‘Mijn kind is toch altijd zo onhandig: veters strikken kon hij vorig jaar nog, maar nu ineens kan hij het niet meer en als hij gaat knutselen zit de hele tafel onder de lijm…’

De handelingsmotoriek (ook wel praxis genoemd) omvat het hele proces van planning, organisatie en uitvoering van activiteiten. Wanneer er problemen zijn in de handelingsmotoriek heeft het kind moeite met het plannen en ordenen van een reeks opeenvolgende handelingen, zoals bij het veters strikken en bij het maken van een knutselwerkje. Het kind met deze problemen komt vaak onhandig over en moet handelingen vaak eindeloos herhalen voordat hij deze onder de knie heeft. Vaak voert hij een activiteit steeds weer op een andere manier uit; ook het vasthouden van zijn pen kan wisselen. Soms lukt de handeling spontaan wel, maar in een opdrachtsituatie niet.
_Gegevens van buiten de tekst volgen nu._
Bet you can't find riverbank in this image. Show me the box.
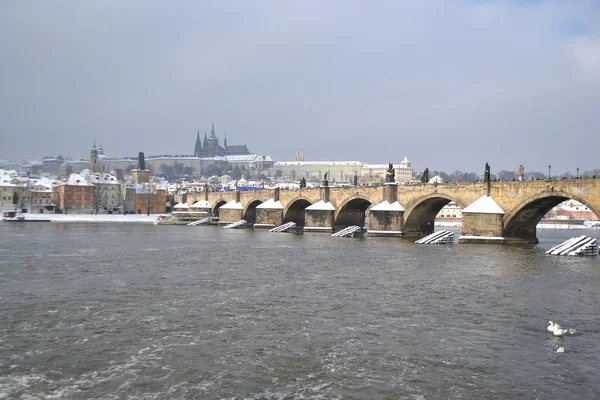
[1,213,161,224]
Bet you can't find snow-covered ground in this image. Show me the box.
[2,213,165,224]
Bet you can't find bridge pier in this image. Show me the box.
[304,200,335,233]
[458,195,505,244]
[219,200,244,225]
[367,182,404,237]
[254,199,283,229]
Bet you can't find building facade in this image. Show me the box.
[194,124,250,158]
[56,174,95,214]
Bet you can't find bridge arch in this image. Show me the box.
[283,196,312,226]
[503,187,600,243]
[244,199,263,224]
[213,198,227,217]
[333,196,372,227]
[403,193,468,235]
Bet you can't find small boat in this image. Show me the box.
[4,209,50,222]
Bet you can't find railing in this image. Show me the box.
[269,222,296,232]
[546,235,598,256]
[223,219,246,229]
[331,225,362,237]
[415,230,454,244]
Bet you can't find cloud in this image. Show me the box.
[0,0,600,171]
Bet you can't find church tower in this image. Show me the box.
[90,140,100,172]
[194,131,202,157]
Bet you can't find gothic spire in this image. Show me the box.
[194,131,202,157]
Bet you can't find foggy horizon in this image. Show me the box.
[0,0,600,175]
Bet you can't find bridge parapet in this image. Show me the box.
[176,178,600,241]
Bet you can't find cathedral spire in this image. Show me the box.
[194,131,202,157]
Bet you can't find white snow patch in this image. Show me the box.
[256,199,283,210]
[463,195,504,214]
[190,200,212,208]
[371,200,404,211]
[305,200,335,211]
[221,200,244,210]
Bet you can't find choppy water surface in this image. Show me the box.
[0,222,600,399]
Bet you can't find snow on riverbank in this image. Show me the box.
[3,214,166,224]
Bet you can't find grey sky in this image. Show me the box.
[0,0,600,174]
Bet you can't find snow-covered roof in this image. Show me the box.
[225,154,256,162]
[256,199,283,210]
[190,200,212,208]
[306,200,335,211]
[90,173,119,185]
[63,174,94,186]
[254,156,273,161]
[275,161,362,167]
[362,164,408,169]
[221,200,244,210]
[371,200,404,211]
[133,183,156,194]
[462,195,504,214]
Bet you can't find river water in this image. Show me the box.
[0,222,600,399]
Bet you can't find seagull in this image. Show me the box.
[552,325,569,336]
[546,321,560,332]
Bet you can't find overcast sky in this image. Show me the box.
[0,0,600,174]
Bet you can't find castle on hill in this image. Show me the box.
[194,124,250,158]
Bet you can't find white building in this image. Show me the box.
[90,173,125,214]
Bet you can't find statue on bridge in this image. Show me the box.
[385,163,396,183]
[483,162,492,183]
[517,164,525,182]
[421,168,429,183]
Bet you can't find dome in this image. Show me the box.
[428,175,444,183]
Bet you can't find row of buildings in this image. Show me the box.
[0,170,168,214]
[32,125,413,184]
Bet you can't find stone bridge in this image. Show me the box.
[176,178,600,243]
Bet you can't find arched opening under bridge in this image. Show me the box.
[244,200,262,224]
[213,200,227,217]
[283,199,311,227]
[503,193,598,243]
[334,197,371,229]
[402,196,451,236]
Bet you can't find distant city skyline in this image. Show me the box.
[0,0,600,174]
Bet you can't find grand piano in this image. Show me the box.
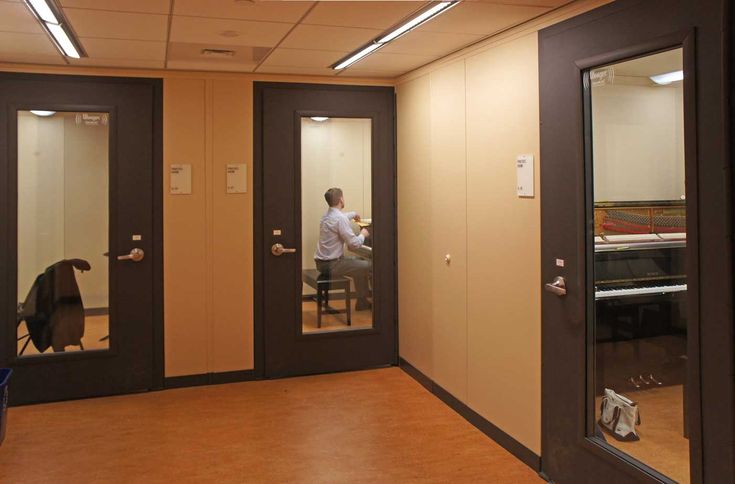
[594,233,687,395]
Bij de behandeling staat altijd een activiteit centraal die het kind wil leren. Naast het aanleren van een activiteit, leert het kind tegelijkertijd zijn handelen bewust te structureren, aan de hand van een stappenplan. Hierbij maken we gebruik van de CO-OP methode (Cognitive Orientation for daily Occupational Performance).

Het is belangrijk dat het kind geholpen wordt om het geleerde tijdens de therapie ook in zijn eigen omgeving te gaan toepassen, daarom vormt de afstemming met de ouders of andere betrokkenen een belangrijk onderdeel van de therapie.